Japan ist für mich eine Region größter Risiken. Hier werden wir wohl bald – in 2014 oder 2015? – ermessen können, ob die enorm hohe Verschuldung langfristig, auch wenn sie innenfinanziert ist, überhaupt tragbar ist. Persönlich sehe ich hier wie gesagt allergrößte Risiken.

 

Ist Real Estate noch interessant oder schon zu teuer?

 

Das lässt sich so pauschal nicht beantworten. Aber man muss in Deutschland aktuell schon selektiv unterwegs sein. Wir investieren aber global und meinen, dass sich hierbei differenziert nach Regionen und Nutzungsarten immer wieder Chancen auftun.

 

Zum Schluss nach Berlin. Es sind noch fünf Jahre hin, aber in unserer Branche muss man ja langfristig denken. Daher: Werden Sie Sir Simon Rattle vermissen?

 

Ja, ich werde Sir Simon Rattle vermissen. Ich habe an seine Arbeit viele wundervolle Erinnerungen. Andererseits bin ich aber, gerade auch was Musik anbelangt, gespannt bis aufgeregt, was Neues angeht.

 

 

Rainer Jakubowski

Stresstests und Regulierung dominieren ihn in seinen Kapitalanlageentscheidungen mehr als ihm lieb ist, daraus macht Rainer Jakubowski nie einen Hehl.
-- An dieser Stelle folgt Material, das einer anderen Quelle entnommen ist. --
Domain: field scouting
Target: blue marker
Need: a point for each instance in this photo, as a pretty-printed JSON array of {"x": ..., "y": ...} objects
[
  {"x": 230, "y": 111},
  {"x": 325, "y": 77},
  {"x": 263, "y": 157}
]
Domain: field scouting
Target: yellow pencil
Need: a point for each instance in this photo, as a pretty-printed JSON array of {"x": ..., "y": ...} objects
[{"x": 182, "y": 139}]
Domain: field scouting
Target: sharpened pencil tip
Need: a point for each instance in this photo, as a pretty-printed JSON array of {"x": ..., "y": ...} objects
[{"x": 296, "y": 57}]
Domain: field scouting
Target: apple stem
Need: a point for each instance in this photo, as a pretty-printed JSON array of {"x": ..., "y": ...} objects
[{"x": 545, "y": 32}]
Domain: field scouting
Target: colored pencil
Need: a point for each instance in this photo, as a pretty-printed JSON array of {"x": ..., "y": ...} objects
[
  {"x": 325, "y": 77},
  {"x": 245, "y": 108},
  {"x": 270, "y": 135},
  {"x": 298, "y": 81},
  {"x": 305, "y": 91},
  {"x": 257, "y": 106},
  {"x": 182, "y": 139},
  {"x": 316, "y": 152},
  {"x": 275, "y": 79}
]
Deshalb hatten sich die beiden Gesprächspartner bei ihrem Treffen auf dem Kurfürstendamm in Berlin für das vorliegende Interview vorgenommen, alle technischen und regulatorischen Fragen einmal außen vor zu lassen und nur über die Märkte an sich zu reden. Seit zwölf Jahren ist Jakubowski nun Vorstand des BVV, dem über 100 Jahre alten Versorgungswerk des Bankgewerbes, das aus dem BVV Versicherungsverein des Bankgewerbes a.G., der BVV Versorgungskasse des Bankgewerbes e.V. und dem BVV Pensionsfonds des Bankgewerbes AG besteht. Damit ist der 57jährige studierte BWLer und Informatiker für knappe 24 Milliarden Euro Pensionsvermögen verantwortlich, die in Pensionsfonds, U-Kasse und (Deutschlands größter) Pensionskasse liegen. Der gebürtige und leidenschaftliche Hamburger war vorher unter anderem bei der Hannover Rück und der Volksfürsorge. Will man Jakubowski, Freund klassischer Musik, abseits der Märkte treffen, dann geht man am besten in die Berliner Philharmonie.